East Coast Sailing Week: Following the success of the Royal Tay YC centenary event in 1985, the FYCA joined with the Tay and North East of England clubs to set up East Coast Sailing Week in 1987. This event circulated between the areas on a 3-year cycle and was well supported, peaking at over 100 entrants on the Forth in 1995, when it was generously sponsored by BP Grangemouth. However, interest in week long sailing events was waning, as also seen at Scottish Series and West Highland Week, and ECSW visitor numbers declined steadily from 2000. In 2007 the Forth & NE England clubs shifted to a 4-day event, with multiple races each day. Since support for ECSW on the Forth remained high, a 2/4-year cycle was adopted from 2015; on the Forth every 2nd year and alternating between the other areas on intermediate years. But the downward trend continued and there were no visiting yachts at ECSW on the Forth in 2017. The organising areas subsequently agreed that, after 31 years, the event should be closed down.

Race Marks: The FYCA has a set of inflatable race marks, ground tackle and alternative mooring line lengths for hire to member clubs running major events. It is maintained by the FYCA’s Marks Bosun and stored in a compact trailer that can be towed to the race venue. The advantage for clubs is the guarantee that the set of equipment, the association’s only physical asset, is always complete and in good condition.

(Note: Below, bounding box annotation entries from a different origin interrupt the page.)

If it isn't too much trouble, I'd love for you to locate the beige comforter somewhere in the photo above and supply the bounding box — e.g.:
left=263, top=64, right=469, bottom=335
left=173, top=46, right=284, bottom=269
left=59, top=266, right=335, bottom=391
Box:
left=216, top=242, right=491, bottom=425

Revised Constitution: No FYCA meetings were held in 2020-2022 during the Covid-19 pandemic, although contact list updates, tide data distribution, handicap reviews, etc. continued. Before restarting, the opportunity was taken to review the FYCA Constitution and simplify the organisation. A Special Delegates Meeting in June 2023 approved the revised Constitution, opening up membership to ‘other water-sports related clubs’, reducing the FYCA Executive from 10 to 7 members, replacing two Delegate Meetings per year with one Annual General Meeting, and making each club’s sailing secretary their nominated delegate and point of contact. Provision was included for member clubs to apply for grants from the association’s reserves that were no longer required to fund pilot-book publication or cover potential ECSW losses. Membership subscription fees, related to club size, were also reduced so that the FYCA’s income better matches its anticipated expenditure.